Evaluating functions is a mathematical process where you determine the output of a function given a specific input. In this exercise, the focus is on evaluating function compositions, which involves two functions, say, \(f\) and \(g\). For the expression \((f \circ g)(2)\), we apply the function \(g\) first and then use the result to evaluate \(f\). This implies you need to find the output of \(g\) when the input is 2, followed by determining what \(f\) outputs when given the result from \(g\).

Let's take a step-by-step approach for clarity. Start by identifying your inner function, which in this case is \(g(2)\). You chase that through the table of values provided, find \(g(2)\), and note its value. \(g\) gives you an answer that becomes the new input to your outer function, which here is \(f\). Again, you check the table, replace \(x\) with this new number in \(f(x)\), and retrieve that result. This involves a simple substitution process, but it requires careful attention to the function and whether the substitution affects \(f\) or \(g\).

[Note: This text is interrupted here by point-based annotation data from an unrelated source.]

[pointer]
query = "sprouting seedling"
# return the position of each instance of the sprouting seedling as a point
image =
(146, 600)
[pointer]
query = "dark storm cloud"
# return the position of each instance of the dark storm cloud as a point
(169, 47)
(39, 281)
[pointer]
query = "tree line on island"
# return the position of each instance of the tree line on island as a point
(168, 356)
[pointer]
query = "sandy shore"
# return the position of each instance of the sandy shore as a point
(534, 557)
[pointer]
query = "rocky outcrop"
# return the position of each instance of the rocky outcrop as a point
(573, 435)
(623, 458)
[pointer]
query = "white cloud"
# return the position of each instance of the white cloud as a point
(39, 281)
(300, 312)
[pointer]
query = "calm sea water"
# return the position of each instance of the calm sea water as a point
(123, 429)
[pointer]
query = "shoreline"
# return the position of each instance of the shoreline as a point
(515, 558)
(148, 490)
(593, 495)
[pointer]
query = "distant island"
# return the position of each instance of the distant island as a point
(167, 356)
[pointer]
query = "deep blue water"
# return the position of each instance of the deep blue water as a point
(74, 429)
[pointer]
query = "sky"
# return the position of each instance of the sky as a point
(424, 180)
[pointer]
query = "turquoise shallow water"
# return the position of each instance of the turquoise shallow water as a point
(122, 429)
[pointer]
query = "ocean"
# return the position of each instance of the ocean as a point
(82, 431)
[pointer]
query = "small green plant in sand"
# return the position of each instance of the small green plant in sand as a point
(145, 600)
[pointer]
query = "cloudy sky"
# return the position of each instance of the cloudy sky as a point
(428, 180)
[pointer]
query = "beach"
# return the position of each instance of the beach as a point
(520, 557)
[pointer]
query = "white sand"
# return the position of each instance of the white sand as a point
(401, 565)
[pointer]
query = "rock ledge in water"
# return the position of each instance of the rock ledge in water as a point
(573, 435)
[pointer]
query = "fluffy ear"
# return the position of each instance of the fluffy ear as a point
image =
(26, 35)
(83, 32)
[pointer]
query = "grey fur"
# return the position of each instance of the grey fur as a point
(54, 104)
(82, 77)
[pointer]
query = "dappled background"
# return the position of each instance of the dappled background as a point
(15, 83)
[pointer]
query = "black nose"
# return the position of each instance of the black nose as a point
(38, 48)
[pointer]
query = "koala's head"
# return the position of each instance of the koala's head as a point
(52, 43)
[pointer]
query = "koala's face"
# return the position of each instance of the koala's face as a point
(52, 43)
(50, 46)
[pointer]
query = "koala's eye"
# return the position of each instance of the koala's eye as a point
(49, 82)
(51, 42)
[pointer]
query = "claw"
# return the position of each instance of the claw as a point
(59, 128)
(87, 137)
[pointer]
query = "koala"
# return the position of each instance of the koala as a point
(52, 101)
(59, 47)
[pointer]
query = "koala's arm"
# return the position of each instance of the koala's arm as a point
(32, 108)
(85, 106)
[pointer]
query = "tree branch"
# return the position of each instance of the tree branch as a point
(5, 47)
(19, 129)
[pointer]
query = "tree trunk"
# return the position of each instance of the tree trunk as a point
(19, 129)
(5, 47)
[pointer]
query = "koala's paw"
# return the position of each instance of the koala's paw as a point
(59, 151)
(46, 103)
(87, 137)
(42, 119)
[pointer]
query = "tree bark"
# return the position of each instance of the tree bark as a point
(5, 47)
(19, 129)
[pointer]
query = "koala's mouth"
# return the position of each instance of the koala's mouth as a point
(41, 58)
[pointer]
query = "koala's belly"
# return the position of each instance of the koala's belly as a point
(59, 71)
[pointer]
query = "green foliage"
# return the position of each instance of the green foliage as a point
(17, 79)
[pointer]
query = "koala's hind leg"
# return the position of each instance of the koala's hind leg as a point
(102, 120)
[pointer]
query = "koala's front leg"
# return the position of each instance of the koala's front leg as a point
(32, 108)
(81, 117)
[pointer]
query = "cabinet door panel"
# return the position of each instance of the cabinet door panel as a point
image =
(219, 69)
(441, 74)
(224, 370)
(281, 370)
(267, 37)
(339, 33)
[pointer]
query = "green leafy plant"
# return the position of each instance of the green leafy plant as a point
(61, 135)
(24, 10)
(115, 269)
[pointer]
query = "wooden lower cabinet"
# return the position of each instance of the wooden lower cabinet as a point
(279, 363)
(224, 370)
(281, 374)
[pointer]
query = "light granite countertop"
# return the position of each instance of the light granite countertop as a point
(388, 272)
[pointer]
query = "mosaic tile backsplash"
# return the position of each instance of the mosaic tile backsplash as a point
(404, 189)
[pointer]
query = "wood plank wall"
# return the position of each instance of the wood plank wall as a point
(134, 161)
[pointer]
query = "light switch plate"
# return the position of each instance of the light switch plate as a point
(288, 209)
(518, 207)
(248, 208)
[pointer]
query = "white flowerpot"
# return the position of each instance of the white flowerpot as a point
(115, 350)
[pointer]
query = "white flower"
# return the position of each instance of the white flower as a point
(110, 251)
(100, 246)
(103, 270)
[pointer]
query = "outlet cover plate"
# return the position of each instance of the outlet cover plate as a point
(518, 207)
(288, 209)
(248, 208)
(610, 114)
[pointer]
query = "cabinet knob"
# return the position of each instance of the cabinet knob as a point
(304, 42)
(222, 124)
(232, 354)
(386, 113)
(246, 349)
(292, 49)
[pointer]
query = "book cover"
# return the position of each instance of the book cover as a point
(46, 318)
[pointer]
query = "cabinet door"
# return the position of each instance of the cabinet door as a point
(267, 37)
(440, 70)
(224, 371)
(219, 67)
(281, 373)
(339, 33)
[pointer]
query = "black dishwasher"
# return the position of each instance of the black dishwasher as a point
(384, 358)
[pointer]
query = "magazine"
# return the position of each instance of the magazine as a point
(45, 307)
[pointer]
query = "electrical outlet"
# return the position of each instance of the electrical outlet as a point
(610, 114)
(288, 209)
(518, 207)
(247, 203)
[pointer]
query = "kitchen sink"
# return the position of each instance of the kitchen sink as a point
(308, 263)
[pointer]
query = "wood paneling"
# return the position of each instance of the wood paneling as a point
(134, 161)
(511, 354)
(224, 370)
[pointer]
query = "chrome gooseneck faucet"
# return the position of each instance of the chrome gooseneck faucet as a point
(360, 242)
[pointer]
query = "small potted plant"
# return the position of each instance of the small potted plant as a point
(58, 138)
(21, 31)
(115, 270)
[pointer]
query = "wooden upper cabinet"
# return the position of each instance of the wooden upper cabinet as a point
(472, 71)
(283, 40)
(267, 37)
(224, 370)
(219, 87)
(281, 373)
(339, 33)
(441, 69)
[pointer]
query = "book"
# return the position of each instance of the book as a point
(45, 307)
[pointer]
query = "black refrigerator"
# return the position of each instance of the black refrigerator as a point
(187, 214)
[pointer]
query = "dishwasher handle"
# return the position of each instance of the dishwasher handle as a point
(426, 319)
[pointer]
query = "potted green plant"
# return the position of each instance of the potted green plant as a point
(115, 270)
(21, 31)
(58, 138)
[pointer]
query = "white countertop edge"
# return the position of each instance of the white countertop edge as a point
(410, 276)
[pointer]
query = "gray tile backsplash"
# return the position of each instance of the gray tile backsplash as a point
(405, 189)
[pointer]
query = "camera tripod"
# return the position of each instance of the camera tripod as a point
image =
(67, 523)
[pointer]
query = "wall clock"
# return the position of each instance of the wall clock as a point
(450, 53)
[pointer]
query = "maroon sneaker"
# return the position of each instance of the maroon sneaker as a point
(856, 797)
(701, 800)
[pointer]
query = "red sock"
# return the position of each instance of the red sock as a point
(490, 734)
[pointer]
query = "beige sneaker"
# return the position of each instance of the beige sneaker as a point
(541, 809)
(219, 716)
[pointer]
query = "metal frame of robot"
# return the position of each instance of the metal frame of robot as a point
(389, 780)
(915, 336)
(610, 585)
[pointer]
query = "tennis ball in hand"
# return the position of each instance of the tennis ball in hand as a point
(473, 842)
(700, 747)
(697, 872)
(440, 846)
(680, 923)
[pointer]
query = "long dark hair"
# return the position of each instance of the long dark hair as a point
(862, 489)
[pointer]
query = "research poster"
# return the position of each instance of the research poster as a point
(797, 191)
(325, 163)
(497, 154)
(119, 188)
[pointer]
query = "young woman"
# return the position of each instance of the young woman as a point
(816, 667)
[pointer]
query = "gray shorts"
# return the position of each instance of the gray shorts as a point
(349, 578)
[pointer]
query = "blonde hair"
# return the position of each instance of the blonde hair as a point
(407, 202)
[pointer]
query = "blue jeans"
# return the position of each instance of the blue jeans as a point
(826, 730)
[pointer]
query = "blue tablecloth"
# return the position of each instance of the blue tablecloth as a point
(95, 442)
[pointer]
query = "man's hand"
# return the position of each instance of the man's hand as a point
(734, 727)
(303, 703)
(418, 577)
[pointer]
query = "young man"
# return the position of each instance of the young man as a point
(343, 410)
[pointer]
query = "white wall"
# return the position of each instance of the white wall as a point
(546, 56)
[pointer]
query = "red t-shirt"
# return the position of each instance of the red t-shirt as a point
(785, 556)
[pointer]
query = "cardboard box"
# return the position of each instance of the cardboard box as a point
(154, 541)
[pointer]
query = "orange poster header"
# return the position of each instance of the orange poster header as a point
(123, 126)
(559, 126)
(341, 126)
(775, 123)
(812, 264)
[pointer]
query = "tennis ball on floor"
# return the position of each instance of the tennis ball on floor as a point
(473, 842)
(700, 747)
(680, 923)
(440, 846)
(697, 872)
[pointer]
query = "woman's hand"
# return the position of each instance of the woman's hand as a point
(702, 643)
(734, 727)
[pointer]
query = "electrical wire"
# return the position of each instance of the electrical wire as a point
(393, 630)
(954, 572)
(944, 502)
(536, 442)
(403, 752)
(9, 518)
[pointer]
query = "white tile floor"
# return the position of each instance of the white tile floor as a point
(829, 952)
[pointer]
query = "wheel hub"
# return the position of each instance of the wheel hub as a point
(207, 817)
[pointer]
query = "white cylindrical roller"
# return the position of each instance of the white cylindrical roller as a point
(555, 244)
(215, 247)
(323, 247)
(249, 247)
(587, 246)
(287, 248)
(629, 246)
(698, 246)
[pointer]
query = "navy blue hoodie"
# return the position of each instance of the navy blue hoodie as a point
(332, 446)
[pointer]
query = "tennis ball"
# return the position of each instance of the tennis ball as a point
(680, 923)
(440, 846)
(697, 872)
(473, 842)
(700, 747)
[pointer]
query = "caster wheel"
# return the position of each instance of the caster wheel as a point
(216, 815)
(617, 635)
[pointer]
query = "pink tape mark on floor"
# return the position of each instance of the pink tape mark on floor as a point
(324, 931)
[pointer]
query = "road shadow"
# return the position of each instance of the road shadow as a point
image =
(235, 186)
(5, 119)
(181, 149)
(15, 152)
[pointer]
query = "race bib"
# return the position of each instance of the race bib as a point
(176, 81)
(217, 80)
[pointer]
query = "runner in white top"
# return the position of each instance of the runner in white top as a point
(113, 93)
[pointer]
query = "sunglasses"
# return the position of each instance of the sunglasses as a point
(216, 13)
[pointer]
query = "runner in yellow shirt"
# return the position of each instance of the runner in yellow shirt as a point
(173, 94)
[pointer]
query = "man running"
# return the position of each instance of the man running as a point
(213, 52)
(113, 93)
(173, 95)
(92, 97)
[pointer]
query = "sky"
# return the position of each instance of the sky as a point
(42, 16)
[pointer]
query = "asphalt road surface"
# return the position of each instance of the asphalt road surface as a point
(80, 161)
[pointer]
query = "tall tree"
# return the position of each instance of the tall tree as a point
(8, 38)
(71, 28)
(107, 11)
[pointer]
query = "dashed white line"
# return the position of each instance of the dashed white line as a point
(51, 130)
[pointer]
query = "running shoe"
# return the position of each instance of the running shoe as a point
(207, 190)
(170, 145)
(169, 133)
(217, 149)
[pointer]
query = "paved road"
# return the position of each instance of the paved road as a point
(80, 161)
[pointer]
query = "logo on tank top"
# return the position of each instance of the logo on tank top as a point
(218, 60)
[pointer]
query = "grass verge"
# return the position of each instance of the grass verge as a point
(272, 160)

The table of functions is a vital tool in evaluating expressions as it provides specific values of functions at given inputs. Typically, each row or column represents inputs, and the corresponding row or column shows the function's output at that input. This allows you to quickly check the value that a function like \(f(x)\) or \(g(x)\) takes at a specified \(x\).

With reference to our exercise, we utilize the table to understand the values of \(f\) and \(g\) over a range of \(x\) values. For instance, when you wish to find \(g(2)\), you look down \(x=2\) under \(g(x)\), which gives you the output of \(-3\). In a similar manner, after obtaining \(-3\) as \(g(2)\), you move to locate \(x=-3\) in \(f(x)\) to compute \(f(g(2))\) which in this exercise equates to \(f(-3) = 11\).

• The table makes it easier to avoid arithmetic errors.
• It organizes your inputs and the corresponding outputs neatly.
• It acts as a quick reference for verifying recalculations.

To solve function composition slices like \((f \circ g)(2)\), a step-by-step approach ensures thorough understanding and correct answers. Here are the steps broken down:

• Step 1: Identify the inner function. Begin by looking for the function you're dealing with first, in this case, \(g(2)\).
• Step 2: Evaluate the inner function. Use the table to find out that \(g(2) = -3\).
• Step 3: Substitute this result into the outer function. Here, \(-3\) becomes the input to \(f\).
• Step 4: Evaluate the outer function. Locate \(x = -3\) in the \(f(x)\) column to find out that \(f(-3) = 11\).
• Step 5: Conclude the evaluation. Thus, \((f \circ g)(2)\) results in \(11\).

Each of these steps involves finding values in the table and understanding the order of operations—important building blocks in math competency. By proceeding one step at a time, you ensure each part of the problem is captured accurately and efficiently.